The thrill of getting stuck into an ice cold fruit juice on a hot day is polar-opposite to the complete disdain felt when half the fruit juice ends up down ones shirt. It’s sticky and it stains, but it can be dealt with.

  • Fruit juice stains You need detergent, a bar of soap, and bleach. Soak the stain in cold water, then gently rub soap on the stain. Wash the garment normally with bleach (colour-safe for non-whites) and detergent in hot water.

What would chips be without ketchup, or a hotdog without mustard? Boring, that’s what. But what’s even more boring is dripping a fat clump of sauce all over your jacket as you tuck into some tasty junk-food. The cheaper the sauce, the harder it’ll stain, but worry not – help is at hand.

  • Sauces, mustards and ketchup stains You need detergent, stain remover and bleach. Soak the stain in colour-safe bleach before washing it in warm water and detergent. If the stain just won’t go away, apply stain-remover, and wash normally in warm water.

There’s nothing quite like a full cup of red wine after a long days work. It helps to calm the nerves, and relax the mind. But sometimes accidents happen, and a half full glass of wine is now a completely empty one, all over your brand-new Persian rug.

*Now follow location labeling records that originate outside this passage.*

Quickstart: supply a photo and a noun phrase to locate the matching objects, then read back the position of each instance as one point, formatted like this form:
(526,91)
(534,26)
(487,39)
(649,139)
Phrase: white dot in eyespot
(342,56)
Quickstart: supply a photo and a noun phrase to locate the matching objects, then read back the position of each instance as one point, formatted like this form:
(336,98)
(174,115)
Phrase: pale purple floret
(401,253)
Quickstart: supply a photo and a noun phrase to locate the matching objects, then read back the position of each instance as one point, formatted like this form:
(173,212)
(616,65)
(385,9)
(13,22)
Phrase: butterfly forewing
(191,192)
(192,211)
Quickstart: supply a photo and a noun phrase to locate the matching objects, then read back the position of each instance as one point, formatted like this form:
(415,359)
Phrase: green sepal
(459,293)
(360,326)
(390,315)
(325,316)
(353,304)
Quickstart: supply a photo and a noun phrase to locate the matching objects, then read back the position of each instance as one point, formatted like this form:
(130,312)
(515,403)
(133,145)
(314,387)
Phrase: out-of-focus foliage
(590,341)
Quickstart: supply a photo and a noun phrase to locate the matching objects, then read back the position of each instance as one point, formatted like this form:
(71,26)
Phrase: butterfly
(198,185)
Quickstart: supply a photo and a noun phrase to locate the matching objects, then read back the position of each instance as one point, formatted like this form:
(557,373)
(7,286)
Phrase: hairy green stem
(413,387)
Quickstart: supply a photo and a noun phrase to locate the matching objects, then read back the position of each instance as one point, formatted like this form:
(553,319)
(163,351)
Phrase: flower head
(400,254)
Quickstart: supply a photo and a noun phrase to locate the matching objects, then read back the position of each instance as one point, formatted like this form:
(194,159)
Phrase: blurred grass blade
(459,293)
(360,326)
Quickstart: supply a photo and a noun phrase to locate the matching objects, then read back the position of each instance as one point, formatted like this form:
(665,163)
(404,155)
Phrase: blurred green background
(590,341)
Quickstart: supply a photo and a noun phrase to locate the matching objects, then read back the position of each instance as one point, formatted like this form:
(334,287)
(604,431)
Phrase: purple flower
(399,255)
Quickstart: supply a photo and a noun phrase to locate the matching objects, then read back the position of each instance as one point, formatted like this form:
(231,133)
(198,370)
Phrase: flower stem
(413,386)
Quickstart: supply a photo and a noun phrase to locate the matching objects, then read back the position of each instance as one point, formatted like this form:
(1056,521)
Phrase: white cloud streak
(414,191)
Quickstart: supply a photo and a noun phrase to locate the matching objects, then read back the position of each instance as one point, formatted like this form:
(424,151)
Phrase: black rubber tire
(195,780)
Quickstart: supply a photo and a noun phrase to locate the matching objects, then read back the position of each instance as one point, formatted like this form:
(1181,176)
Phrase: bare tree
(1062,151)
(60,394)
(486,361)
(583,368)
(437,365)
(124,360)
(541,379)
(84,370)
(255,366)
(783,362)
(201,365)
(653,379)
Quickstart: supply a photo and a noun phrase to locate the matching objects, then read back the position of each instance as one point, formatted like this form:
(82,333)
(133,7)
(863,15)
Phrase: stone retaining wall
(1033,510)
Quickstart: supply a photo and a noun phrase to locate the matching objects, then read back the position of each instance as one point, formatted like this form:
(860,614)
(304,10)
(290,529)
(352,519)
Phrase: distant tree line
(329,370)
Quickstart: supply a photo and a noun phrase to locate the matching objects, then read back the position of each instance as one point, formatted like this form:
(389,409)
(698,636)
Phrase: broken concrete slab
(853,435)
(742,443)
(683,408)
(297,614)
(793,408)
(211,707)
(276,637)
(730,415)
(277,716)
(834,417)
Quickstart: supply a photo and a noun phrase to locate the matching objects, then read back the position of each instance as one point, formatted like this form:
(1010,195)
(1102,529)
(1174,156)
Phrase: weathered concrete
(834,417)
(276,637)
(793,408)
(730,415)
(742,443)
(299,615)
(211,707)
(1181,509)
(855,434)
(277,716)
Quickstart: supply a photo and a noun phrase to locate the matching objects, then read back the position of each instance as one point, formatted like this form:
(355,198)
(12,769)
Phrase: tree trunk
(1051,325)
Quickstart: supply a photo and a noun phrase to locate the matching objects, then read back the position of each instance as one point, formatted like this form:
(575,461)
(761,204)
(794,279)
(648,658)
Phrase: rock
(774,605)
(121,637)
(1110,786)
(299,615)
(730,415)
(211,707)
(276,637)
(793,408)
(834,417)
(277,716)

  • Wine stains You need white wine, soda water, glycerine and salt. If the stain is still wet, cover it in salt, and rinse it off in 5 minutes – don’t rub the salt in. If the stain is older, soak it in white wine to prevent it setting, and repeat the salting process. White wine is easier to take care of. For a fresh stain, absorb as much of the stain as possible with a cloth, then soak in soda water and wash normally. For a dried stain, mix two parts water to one part glycerine, soak the stain with this mixture, then wash normally.

General tips

  • Labels exist for a reason – and it’s not just to reflect your bank balance. Some materials have specific washing instructions, and if you don’t follow them, you could ruin the garment. Always check the inside labels before washing a delicate item of any kind.
  • If you haven’t spotted the stain right away, you could be in trouble. Tumble drying or ironing can permanently set the stain, so make sure to check all your clothing before washing.
  • Always wash in the hottest temperature allowed by the fabrics inner label.
  • If stains are stubborn, don’t give up – repeating the removal process will usually work.
  • According to the severity of the stain and the nature of the fabric, soak the area for as long as possible before washing.